Call it the curse of miniaturization. As tech companies try to make devices at once smaller and more powerful, things go wrong. Such was the case with the exploding Samsung Galaxy Note 7’s batteries, which were not provided enough room for normal expansion and contraction within the phone’s shell.

 

It’s the same story with Apple’s “Bendgate,” which, you’ll recall, happened when numerous Apple customers complained that the aluminum shells of 2014’s blockbuster iPhone 6 and 6 Plus phones were prone to bend in normal use. And the bending caused the chip that controls the touchscreen to come loose from the circuit board and make the touchscreen go wonky, a problem that came to be known as “touch disease.”

Earlier this month, a San Jose federal court declined to allow a group of plaintiffs to form a class action around the complaint, but the judge in the case wrote an opinion that included information from internal Apple documents that were under seal.

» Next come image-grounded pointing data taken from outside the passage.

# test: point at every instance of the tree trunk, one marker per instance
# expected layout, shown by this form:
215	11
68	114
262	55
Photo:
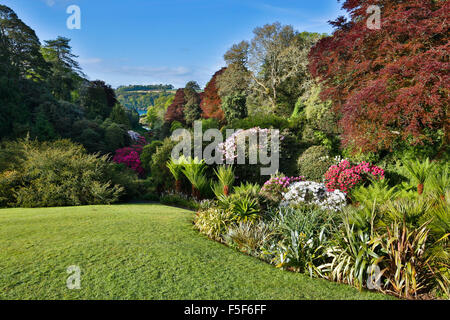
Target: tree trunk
195	193
226	190
420	189
178	186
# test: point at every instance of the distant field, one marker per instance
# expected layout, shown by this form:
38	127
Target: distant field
137	252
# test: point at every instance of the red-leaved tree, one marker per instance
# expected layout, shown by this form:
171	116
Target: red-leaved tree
211	102
175	112
389	85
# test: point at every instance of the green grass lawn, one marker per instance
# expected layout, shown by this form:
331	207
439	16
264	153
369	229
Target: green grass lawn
140	251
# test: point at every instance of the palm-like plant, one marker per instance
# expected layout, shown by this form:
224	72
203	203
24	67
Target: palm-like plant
194	170
419	172
439	183
225	174
176	168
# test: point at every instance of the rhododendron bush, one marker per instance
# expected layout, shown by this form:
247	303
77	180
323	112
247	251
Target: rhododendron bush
229	148
313	193
345	176
130	156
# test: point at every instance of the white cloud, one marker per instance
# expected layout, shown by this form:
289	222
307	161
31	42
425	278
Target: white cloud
50	3
90	60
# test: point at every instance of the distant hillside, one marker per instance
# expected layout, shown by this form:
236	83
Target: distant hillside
141	97
151	87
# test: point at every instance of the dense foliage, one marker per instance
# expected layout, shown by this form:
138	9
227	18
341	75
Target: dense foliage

Federal judge Lucy Koh wrote that Apple knew about the new phones’ propensity to bend before it launched the devices in 2014. Apple also conducted an internal investigation of the bending issues, Koh wrote, finding that the iPhone 6 was 3.3 times more likely to bend than the iPhone 5s, and that the iPhone 6 Plus was 7.2 times more likely to bend than the iPhone 5s, court documents show.

Meanwhile, Apple maintained publicly that there were no design problems with the phones. Internally, however, the company’s engineers saw the malleability of the aluminum to be a big enough problem to warrant adding more epoxy around the touchscreen chip to fasten it more solidly to the circuit board. Apple is also said to have strengthened the bendy spots in the phones’ aluminum shells.

My take: Just because Apple found internally that the phones were more likely to bend than their predecessors does not mean the devices were unusually or unreasonably susceptible to bending and subsequent malfunction. It’s possible they were, but the Apple internal documents–or what we know of them–don’t seem to prove it.